Patrol car policing

I would like to inform you that I travel frequently from Margao to the north of Goa for my business purposes and come across a lot of discrepancies wherein we do come across a lot of patrol cars manning the Highways but are stationary with at least 6 personnel in a car doing nothing be it controlling the traffic if there is a traffic-jam or an accident. These police men are either on their mobile phones, sleeping in the car or gossiping. The definition of a patrol car is to take rounds of the area in which they are assigned to and not sit in one spot because when people who are doing wrong see them then they will never be caught because they will quickly disconnect their mobiles on the Highways, quickly put on their seat belts, wear their helmets. On my many trips from the south to the north, I have seen these things happening.

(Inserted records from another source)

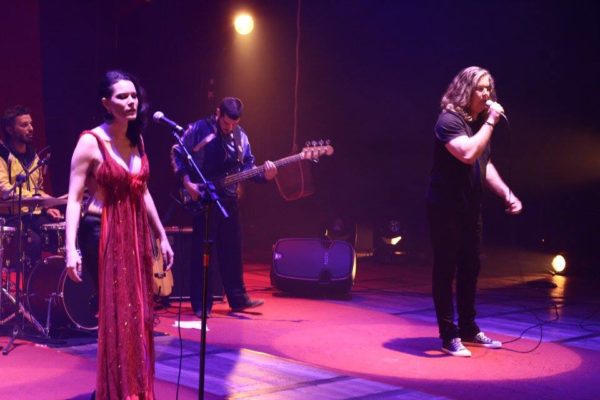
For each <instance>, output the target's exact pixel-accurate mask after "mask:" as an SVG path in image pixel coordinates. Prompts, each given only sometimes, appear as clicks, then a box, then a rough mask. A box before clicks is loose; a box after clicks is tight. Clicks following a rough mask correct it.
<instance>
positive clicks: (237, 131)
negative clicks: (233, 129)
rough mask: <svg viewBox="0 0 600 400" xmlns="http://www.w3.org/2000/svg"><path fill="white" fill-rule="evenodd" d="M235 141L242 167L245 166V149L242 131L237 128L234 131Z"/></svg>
mask: <svg viewBox="0 0 600 400" xmlns="http://www.w3.org/2000/svg"><path fill="white" fill-rule="evenodd" d="M233 141H234V142H235V150H236V153H237V156H238V162H239V163H240V165H244V148H243V147H242V129H241V128H240V127H239V126H236V127H235V129H234V130H233Z"/></svg>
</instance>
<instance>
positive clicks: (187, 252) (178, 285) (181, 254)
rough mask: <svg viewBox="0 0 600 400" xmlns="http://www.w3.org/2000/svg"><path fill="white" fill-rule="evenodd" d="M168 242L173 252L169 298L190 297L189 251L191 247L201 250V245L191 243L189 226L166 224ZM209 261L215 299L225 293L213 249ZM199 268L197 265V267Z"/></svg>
mask: <svg viewBox="0 0 600 400" xmlns="http://www.w3.org/2000/svg"><path fill="white" fill-rule="evenodd" d="M165 231H166V232H167V237H168V238H169V243H170V244H171V247H172V248H173V253H174V254H175V264H174V265H173V270H172V271H173V292H172V293H171V296H170V297H171V299H174V300H176V299H179V298H180V297H183V298H184V299H189V297H190V283H189V282H190V268H191V260H190V256H191V252H192V248H194V249H197V250H196V251H202V245H201V244H196V243H192V228H191V227H189V226H182V227H179V226H168V227H166V228H165ZM212 255H213V257H212V262H211V266H210V267H211V268H212V283H213V297H214V298H215V299H223V298H224V296H225V294H224V291H223V284H222V282H221V274H220V273H219V269H218V268H217V264H216V262H217V261H216V258H217V257H216V254H215V252H214V251H213V254H212ZM198 268H199V267H198Z"/></svg>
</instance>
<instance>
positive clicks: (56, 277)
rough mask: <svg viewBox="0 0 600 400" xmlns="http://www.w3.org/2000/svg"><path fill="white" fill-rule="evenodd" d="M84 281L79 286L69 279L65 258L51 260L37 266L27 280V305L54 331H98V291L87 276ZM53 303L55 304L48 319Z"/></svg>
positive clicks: (85, 277)
mask: <svg viewBox="0 0 600 400" xmlns="http://www.w3.org/2000/svg"><path fill="white" fill-rule="evenodd" d="M82 278H83V282H81V283H77V282H73V281H72V280H71V279H70V278H69V277H68V276H67V268H66V263H65V258H64V257H62V256H51V257H47V258H45V259H43V260H41V261H40V262H38V263H37V265H36V266H35V268H34V269H33V270H32V271H31V274H30V275H29V279H28V280H27V302H28V305H29V310H30V311H31V313H32V314H33V316H34V317H35V318H36V319H37V320H38V322H39V323H40V324H41V325H42V326H44V327H47V328H49V330H51V331H52V330H55V329H58V328H75V329H83V330H90V331H91V330H96V329H98V317H97V313H98V296H97V294H96V288H95V285H94V283H93V281H92V279H91V278H90V277H89V276H86V275H85V273H84V274H83V277H82ZM49 301H50V302H51V303H52V305H51V306H50V316H49V317H48V303H49ZM48 319H50V323H49V324H48Z"/></svg>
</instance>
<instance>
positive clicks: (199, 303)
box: [190, 198, 248, 312]
mask: <svg viewBox="0 0 600 400" xmlns="http://www.w3.org/2000/svg"><path fill="white" fill-rule="evenodd" d="M222 203H223V206H224V207H225V209H226V210H227V212H228V214H229V218H227V219H225V218H223V216H222V214H221V212H220V210H219V209H218V208H217V207H216V206H212V207H211V208H210V211H209V215H208V218H209V221H208V224H209V229H208V234H209V238H210V240H211V241H212V247H211V258H212V260H211V261H212V262H211V267H210V268H209V270H208V293H207V299H208V302H207V309H208V310H209V311H210V309H211V308H212V300H213V292H214V288H213V287H212V286H213V279H212V273H213V272H212V268H215V267H217V268H219V273H220V275H221V280H222V282H223V288H224V289H225V294H226V295H227V301H228V302H229V306H230V307H231V308H235V307H240V306H242V305H244V304H246V303H247V302H248V295H247V292H246V286H245V285H244V271H243V262H242V229H241V224H240V216H239V210H238V204H237V200H236V199H232V198H222ZM204 240H205V214H204V213H203V214H201V215H198V216H195V217H194V220H193V232H192V249H191V266H190V301H191V303H192V309H193V310H194V312H200V311H201V310H202V288H203V283H204V275H203V273H204V271H203V269H202V266H203V262H202V251H203V243H204Z"/></svg>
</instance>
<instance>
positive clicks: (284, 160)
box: [222, 153, 302, 186]
mask: <svg viewBox="0 0 600 400" xmlns="http://www.w3.org/2000/svg"><path fill="white" fill-rule="evenodd" d="M301 159H302V153H298V154H293V155H291V156H288V157H284V158H282V159H280V160H277V161H274V162H273V163H274V164H275V166H276V167H278V168H279V167H283V166H284V165H287V164H289V163H292V162H294V161H298V160H301ZM264 171H265V165H264V164H263V165H261V166H260V167H256V168H251V169H247V170H245V171H241V172H237V173H235V174H231V175H228V176H226V177H225V178H223V181H222V185H223V186H229V185H234V184H236V183H240V182H242V181H245V180H247V179H251V178H254V177H255V176H257V175H260V174H262V173H263V172H264Z"/></svg>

Also where Indian tourists are concerned, have any of them been fined for spitting outside a bus, drinking beer on the roads, throwing empty glass bottles on the road, stopping their vehicles in our fields, urinating, or using these fields to empty their bowels, cooking bringing their own gas cylinders for the same or even throwing left-over garbage in the fields where they had a picnic. Is it not the duty of the patrolling officers to inquire into the same. The Government wants revenue and can get the same from these tourists who dirty our villages and towns and who will sleep on the roadside as they is no tourism law that says that they cannot do so. If a law is in place then fine them. We would like the Government of Goa to tell us how much fines they have collected from such ill-mannered tourists. Why are they not checked at the border points for gas cylinders, room reservations etc before they are allowed to enter Goa ?

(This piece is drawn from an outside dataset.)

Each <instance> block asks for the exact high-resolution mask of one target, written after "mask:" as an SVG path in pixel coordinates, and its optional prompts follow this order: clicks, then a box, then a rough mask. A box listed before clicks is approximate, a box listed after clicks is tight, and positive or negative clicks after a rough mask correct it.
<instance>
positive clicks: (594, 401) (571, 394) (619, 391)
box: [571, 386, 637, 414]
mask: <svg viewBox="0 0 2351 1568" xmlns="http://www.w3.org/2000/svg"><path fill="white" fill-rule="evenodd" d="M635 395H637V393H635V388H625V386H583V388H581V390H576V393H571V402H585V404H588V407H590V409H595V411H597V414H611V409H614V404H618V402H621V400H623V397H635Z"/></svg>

Please ask these people to go to UAE, Singapore or Korea, Japan etc and see if they can do the same there. We have allowed people to do these things because of the laxity of the Police Department. 
If still waters run deep then they ought to be stagnation of the waters and so will the patrol cars who should be constantly patrolling specially in crowded tourism areas and also on the Highways. There is no dearth of excuses that man-power is short. All we should understand is that there is man-power but the same is not put to the maximum of efficiency as proper training is not given to these men in uniform to implant the same and also no powers. Things should now change as the Government has said that tourism will increase by the years but if on one hand more people are coming to our land, and another disaster like a second airport at Mopa what about security issues, garbage problems, road widening, water problems, power problems, and our greenlands, hills, springs and water-ways destroyed.